The primary finding of this study was that individual differences in the rate of change in cortical thickness were related to changes in three aspects of IQ, indices of relative general cognitive ability that summarize how well an individual performs in a cognitive battery with respect to a population-based reference group. More specifically, we showed that i) changes in CTh, and not CSA, were associated with FSIQ, VIQ, and PIQ changes; ii) relevant CTh changes took place in regions that are known to be associated with general cognitive ability; and iii) children and adolescents displaying FSIQ losses displayed the steepest cortical thinning rates, and FSIQ gains were not accompanied, on average, by significant cortical thickening. Taken together, these findings, which were based on a sizeable sample of children and adolescents, underscore the dynamic nature of intelligence-brain relations and, more importantly, support the idea that changes in IQ across development can reflect meaningful general cognitive ability changes and have a neuroanatomical substrate.
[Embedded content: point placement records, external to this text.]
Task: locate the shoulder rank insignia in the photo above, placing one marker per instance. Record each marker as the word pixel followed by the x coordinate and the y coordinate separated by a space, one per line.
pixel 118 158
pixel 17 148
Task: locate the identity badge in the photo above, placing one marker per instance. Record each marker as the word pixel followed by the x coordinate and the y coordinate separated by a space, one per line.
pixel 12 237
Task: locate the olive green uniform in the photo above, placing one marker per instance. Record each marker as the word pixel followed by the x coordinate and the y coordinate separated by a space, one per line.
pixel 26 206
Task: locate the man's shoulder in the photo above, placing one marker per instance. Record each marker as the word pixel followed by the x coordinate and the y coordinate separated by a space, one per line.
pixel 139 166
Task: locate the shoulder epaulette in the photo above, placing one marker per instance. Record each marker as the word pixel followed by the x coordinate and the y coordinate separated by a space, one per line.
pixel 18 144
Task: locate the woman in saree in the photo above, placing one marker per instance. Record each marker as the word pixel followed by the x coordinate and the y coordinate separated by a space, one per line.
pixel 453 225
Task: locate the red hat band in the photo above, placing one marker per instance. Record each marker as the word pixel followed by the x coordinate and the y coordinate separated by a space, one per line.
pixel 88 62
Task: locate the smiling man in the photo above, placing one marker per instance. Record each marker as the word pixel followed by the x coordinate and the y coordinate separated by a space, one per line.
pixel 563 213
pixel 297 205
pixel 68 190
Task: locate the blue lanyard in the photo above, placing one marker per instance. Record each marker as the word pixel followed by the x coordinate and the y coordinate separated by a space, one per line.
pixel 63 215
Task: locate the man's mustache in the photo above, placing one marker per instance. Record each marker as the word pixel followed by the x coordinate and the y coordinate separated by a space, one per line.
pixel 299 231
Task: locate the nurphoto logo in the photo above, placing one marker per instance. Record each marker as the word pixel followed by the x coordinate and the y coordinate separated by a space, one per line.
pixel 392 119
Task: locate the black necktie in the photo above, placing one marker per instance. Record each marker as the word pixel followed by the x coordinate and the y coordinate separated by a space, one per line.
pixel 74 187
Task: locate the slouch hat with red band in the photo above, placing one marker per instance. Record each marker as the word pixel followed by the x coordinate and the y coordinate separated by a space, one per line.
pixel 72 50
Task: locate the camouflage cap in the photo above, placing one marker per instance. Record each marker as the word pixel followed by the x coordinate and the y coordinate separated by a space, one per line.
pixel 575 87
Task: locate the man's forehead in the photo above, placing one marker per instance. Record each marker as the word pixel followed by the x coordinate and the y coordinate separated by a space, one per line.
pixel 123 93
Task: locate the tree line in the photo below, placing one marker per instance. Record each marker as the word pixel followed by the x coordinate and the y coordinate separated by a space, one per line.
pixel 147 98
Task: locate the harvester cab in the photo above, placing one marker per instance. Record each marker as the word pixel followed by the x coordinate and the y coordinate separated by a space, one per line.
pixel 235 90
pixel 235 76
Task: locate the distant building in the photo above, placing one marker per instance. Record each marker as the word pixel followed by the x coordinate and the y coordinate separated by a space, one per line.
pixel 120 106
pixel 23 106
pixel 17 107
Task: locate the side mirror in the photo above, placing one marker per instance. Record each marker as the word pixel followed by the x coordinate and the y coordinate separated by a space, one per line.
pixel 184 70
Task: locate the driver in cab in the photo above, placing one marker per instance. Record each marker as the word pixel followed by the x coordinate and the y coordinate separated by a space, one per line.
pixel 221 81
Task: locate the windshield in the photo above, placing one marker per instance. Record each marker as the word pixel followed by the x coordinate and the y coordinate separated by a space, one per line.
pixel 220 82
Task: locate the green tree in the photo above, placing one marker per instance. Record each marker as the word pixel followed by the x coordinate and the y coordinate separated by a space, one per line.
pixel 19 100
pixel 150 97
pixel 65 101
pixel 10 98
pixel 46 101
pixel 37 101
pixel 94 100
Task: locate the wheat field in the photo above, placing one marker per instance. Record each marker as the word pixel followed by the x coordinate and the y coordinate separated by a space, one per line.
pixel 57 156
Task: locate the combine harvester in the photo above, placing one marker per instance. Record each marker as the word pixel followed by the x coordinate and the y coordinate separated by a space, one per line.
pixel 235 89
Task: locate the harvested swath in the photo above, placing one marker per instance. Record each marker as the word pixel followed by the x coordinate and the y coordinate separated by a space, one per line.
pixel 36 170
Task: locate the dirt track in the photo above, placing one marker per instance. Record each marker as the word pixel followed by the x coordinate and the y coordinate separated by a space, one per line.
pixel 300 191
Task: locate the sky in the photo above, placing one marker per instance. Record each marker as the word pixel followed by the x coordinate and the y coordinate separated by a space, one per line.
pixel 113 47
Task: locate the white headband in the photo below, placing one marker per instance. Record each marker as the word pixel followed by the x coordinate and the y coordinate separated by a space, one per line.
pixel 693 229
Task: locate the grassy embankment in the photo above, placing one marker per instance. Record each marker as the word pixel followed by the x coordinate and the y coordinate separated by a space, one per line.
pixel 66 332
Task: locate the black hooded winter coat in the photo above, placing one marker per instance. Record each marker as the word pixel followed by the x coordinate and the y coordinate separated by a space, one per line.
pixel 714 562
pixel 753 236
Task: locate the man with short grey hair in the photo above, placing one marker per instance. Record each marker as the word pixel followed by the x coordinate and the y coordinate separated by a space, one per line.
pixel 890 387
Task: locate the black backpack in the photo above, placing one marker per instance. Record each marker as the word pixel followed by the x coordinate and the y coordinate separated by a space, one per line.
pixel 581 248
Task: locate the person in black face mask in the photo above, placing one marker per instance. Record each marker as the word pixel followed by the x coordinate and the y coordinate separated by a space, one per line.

Consistency with previous literature on brain-cognition associations

Changes in cognitive ability were significantly associated with changes in CTh in the frontoparietal regions of the left hemisphere, mainly comprising posterior areas of the frontal cortex. Crucially, these cortical regions have previously been related to individual differences in general cognitive ability in cross-sectional studies (Jung and Haier, 2007; Karama et al., 2009; Barbey et al., 2012). Changes in PIQ were associated with changes in the left pre-central gyrus and left posterior superior and inferior frontal cortices, areas that roughly overlapped with regions that correlated with changes in FSIQ. Change in PIQ was additionally associated with changes in CTh in the caudal and rostral supplementary motor areas of the right hemisphere. In contrast, changes in VIQ yielded only trend-level correlations with CTh changes (FWE < 0.1) in the left pre-central gyrus. Post-hoc analyses helped illustrate the nature of the observed associations. These analyses revealed that, on average, participants with substantial gains in FSIQ scores exhibited no significant changes in cortical thickness, although those with the largest FSIQ gains tended to show increases in cortical thickness, as shown in Figure 4B. Participants who exhibited no change in FSIQ tended to show modest decreases in cortical thickness, of a magnitude consistent with previous observations of normative developmental change in cortical thickness for the age group under study (Shaw et al., 2008; Panizzon et al., 2009; Raznahan et al., 2011). Finally, those individuals who experienced declines in FSIQ displayed the steepest reductions in cortical thickness. Contrasted with our systematic findings for cortical thickness, we did not find evidence of associations between changes in measures of cognitive ability and changes in cortical surface area. These findings are consistent with reports that developmental changes in surface area are less significant (Østby et al., 2009) and less steep (Raznahan et al., 2011) than those for cortical thickness.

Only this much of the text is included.